Women who were initially declined by IHA and later approved — after completing the recommended workup, addressing the flagged clinical concern, or following up with the indicated referral — consistently describe the sequential process as clinically valuable rather than merely frustrating. The period between initial decline and approval gave them clinical information about their health that they did not have before: a blood pressure issue they had underestimated, a thyroid abnormality that had been subclinical, a metabolic finding that their primary care provider had not acted on. The "not now" was not a barrier — it was a diagnostic step that identified something that needed to be addressed and would have been relevant to their long-term health regardless of the hormone or weight loss intervention. That is what a clinical evaluation is supposed to produce: information that is useful to the patient's health, not just to the business relationship.

For women who are uncertain whether their clinical situation would result in a decline or an approval, the most direct path is a clinical consultation that reviews the specific history rather than a self-assessment based on general exclusion criteria. The post on how to tell if your hormone clinic is practicing medicine provides additional context for evaluating any clinical process, including IHA's. If you want to understand how your specific clinical picture interacts with the treatment options, starting that conversation is the appropriate first step — and a real clinical response to your situation is what you should expect to receive, whether that response is a treatment protocol or a clearly explained next step toward becoming a candidate.

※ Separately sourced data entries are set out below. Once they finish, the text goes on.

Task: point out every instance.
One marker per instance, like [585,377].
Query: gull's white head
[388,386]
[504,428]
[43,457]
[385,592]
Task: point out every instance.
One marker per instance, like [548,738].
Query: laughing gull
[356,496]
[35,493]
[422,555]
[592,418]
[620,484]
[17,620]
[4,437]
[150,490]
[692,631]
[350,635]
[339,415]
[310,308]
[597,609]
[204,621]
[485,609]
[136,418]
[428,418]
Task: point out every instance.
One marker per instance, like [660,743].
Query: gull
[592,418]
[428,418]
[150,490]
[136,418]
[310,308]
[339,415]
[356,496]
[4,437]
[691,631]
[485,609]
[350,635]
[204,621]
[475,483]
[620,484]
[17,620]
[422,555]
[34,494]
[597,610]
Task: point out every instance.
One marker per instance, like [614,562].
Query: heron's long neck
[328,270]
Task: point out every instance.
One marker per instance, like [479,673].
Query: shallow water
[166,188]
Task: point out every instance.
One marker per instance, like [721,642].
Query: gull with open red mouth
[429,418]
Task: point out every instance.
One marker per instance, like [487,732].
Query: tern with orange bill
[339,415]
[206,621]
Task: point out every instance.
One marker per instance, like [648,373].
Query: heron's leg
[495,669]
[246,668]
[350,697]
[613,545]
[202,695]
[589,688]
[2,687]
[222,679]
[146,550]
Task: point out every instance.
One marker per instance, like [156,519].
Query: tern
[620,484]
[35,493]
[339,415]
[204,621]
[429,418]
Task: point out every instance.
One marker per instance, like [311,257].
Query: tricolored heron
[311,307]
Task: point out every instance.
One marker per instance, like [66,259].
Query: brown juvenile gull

The clinical value of the sequential process — assessment, decline with explanation, workup, reassessment, approval — is that it produces a better-informed patient and a more precisely calibrated protocol. A woman who was declined because of an elevated fasting glucose that her PCP then evaluated and managed has entered the hormone program with better metabolic baseline data than if she had been approved immediately without that clinical detour. A woman whose thyroid abnormality was identified during the intake panel and referred to endocrinology has a thyroid condition under management that improves her hormonal health outcomes across the board. The "not now" was not a delay — it was a clinical step that improved the quality of the eventual "yes." This is what clinical gatekeeping produces when it is functioning correctly: not just a safer patient population in the program, but a better clinical foundation for each patient who eventually enters it. The distinction between that process and a rejection-without-explanation from a subscription service is not a matter of bedside manner. It is a matter of whether a clinical assessment occurred at all.

What Hearing 'No' in a Clinical Context Actually Means

The experience of being told by a clinical team that a specific treatment is not appropriate — or that the dosing you were expecting is not what the evidence supports for your situation — is uncomfortable in the moment. In retrospect, it is almost always the thing that patients are most grateful for. A clinical relationship in which your physician is willing to slow down, explain a concern, recommend an alternative, or defer a decision pending additional information is a relationship in which you can trust the 'yes' that follows the willingness to say 'no.'

IHA's approach to clinical decision-making reflects this principle throughout the treatment arc. The initial assessment may conclude that GLP-1 therapy is not the right starting point for a specific patient — that the hormonal picture needs to be addressed first, or that there is a contraindication to consider. The monitoring at eight weeks may result in a dose change that is lower than the patient expected. The six-month review may recommend adding a component that was not part of the original plan. Each of these adjustments reflects a clinical relationship that is actively managing your outcomes rather than processing your subscription. That clinical relationship begins with the initial consultation — and its value is most apparent in the moments when the honest clinical answer is more complex than a simple approval.